Elisabetta Bastai: Painting Nature

Nature served as a constant companion during artist Elisabetta Bastai’s childhood. She and her younger Bastai_under_watercolor_pastel_an_3 brother would often visit several horses that her parents’ friends kept in a mountain field in northern Italy. When her brother died of leukemia, at the age of seven, she went back to that field. There was only one horse left, a gray mare called Luna. In a subtle, unconscious way, she says, her connection to that horse became a connection to her brother. As Bastai began drawing, her first work was of horses.

After that, her bond with nature intensified. Every summer she explored and hiked in the mountains and snorkeled off the Tuscan coast. Bastai collected plants and seashells and began to take landscape photographs and experiment with oil paint. In her late twenties, she moved to Ireland and ended up working at a riding stable. She kept drawing in her spare time. A year later, she moved to Scotland and began to paint in acrylics.

Nature landscapes feature prominently in Bastai’s work. Experiences as a professional photographer in Bangalore, India, and work in Washington state at the Gifford-Pinchot National Forest led her to start asking questions about how people relate to the landscape. “I’m fascinated by the contrasting ways that people see nature,” she says. “For example, looking at the different relationship that the Native Americans and the pioneers had with the forests. How do people relate to landscape? Why do people interfere the way they do?”
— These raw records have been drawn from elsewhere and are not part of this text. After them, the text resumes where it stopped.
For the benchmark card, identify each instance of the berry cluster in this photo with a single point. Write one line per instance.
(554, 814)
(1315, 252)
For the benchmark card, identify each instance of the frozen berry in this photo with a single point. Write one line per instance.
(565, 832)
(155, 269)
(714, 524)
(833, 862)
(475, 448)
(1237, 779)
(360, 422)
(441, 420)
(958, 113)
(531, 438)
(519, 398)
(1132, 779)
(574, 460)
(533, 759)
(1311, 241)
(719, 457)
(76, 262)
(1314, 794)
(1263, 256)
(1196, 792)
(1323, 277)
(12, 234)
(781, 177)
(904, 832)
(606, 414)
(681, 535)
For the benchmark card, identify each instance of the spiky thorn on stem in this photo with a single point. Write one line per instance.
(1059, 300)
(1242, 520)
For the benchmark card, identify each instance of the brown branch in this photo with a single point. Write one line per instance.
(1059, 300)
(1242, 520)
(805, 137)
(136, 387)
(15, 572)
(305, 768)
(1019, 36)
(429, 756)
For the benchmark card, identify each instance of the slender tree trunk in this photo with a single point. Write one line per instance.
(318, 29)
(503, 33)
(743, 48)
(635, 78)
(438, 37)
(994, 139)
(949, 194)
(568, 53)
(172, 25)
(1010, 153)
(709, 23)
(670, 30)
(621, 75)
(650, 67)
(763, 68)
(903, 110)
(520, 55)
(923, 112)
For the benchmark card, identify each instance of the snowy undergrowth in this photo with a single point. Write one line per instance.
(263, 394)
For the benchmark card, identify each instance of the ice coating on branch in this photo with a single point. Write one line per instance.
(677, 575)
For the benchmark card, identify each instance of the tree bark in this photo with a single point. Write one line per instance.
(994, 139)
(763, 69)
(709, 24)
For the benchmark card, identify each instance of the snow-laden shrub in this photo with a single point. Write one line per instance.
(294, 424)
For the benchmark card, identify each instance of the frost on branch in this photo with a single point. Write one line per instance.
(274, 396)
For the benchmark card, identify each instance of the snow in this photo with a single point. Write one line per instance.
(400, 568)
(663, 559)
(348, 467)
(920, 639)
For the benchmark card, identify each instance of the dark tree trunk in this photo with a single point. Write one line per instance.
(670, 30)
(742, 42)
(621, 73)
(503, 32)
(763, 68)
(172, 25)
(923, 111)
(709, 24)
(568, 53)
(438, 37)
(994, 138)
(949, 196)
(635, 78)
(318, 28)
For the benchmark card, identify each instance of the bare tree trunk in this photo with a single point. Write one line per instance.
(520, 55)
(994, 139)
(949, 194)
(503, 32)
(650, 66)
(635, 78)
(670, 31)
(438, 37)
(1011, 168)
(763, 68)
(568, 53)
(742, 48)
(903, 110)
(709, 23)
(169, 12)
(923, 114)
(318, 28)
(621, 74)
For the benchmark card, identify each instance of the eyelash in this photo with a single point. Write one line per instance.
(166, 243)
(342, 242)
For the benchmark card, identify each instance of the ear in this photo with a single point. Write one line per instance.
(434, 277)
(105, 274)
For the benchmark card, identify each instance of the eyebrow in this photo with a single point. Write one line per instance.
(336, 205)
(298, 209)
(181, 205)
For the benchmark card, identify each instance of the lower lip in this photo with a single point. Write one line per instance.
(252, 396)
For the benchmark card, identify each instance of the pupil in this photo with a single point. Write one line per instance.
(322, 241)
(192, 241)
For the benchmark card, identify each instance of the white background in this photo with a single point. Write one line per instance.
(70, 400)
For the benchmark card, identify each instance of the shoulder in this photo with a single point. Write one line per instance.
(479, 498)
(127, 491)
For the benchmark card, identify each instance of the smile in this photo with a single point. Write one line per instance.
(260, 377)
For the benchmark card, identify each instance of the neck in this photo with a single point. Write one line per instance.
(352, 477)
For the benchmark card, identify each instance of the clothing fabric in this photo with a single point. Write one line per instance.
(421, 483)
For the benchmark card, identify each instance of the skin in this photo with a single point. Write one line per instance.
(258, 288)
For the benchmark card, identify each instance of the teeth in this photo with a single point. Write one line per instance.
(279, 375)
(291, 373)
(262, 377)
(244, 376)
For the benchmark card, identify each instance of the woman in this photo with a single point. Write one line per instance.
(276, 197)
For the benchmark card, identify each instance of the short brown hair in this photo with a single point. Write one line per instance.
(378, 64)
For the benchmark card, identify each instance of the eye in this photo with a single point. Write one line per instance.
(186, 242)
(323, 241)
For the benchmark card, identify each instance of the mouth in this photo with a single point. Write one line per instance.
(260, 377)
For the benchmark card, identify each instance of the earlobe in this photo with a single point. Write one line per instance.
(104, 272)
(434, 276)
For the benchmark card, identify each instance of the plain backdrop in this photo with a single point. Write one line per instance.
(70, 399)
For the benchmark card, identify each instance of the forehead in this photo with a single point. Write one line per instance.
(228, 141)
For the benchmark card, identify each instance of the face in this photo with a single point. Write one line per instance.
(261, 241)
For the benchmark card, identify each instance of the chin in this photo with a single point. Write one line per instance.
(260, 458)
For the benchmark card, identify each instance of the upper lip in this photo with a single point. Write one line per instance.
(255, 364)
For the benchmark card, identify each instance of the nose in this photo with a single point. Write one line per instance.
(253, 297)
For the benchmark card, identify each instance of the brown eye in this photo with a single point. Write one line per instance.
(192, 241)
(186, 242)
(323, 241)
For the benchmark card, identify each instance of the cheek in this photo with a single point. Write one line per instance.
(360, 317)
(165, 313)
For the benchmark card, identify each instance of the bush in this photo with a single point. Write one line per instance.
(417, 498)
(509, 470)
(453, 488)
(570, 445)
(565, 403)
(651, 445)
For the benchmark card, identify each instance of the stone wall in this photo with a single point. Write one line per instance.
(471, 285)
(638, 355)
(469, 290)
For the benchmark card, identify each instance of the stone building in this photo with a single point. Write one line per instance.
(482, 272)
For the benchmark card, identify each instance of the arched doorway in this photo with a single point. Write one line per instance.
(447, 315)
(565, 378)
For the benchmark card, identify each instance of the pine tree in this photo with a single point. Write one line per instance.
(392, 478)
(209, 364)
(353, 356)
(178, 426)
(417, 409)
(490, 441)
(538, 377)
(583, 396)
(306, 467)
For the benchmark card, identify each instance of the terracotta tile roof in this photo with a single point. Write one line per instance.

One of Bastai’s art forms is a series of drawings that she called “maps,” a cross between a naturalist’s journal and a personal diary in which text and images intermingle. “When you experience a landscape, you experience it with more than your eyes,” she says. “You experience smells and sounds that trigger thoughts and memories. I found that by including text into my drawings I was able to add things I could not include by painting alone.” Bastai also continues to sketch and paint landscapes in a more traditional way. In 2004, her interest in horses re-emerged in a series of drawings entitled Poseidon’s Horses. In this body of work she explores relationships between landscape and myth, and combines her memories of the Mediterranean Sea with the colors and forms of the Pacific Northwest.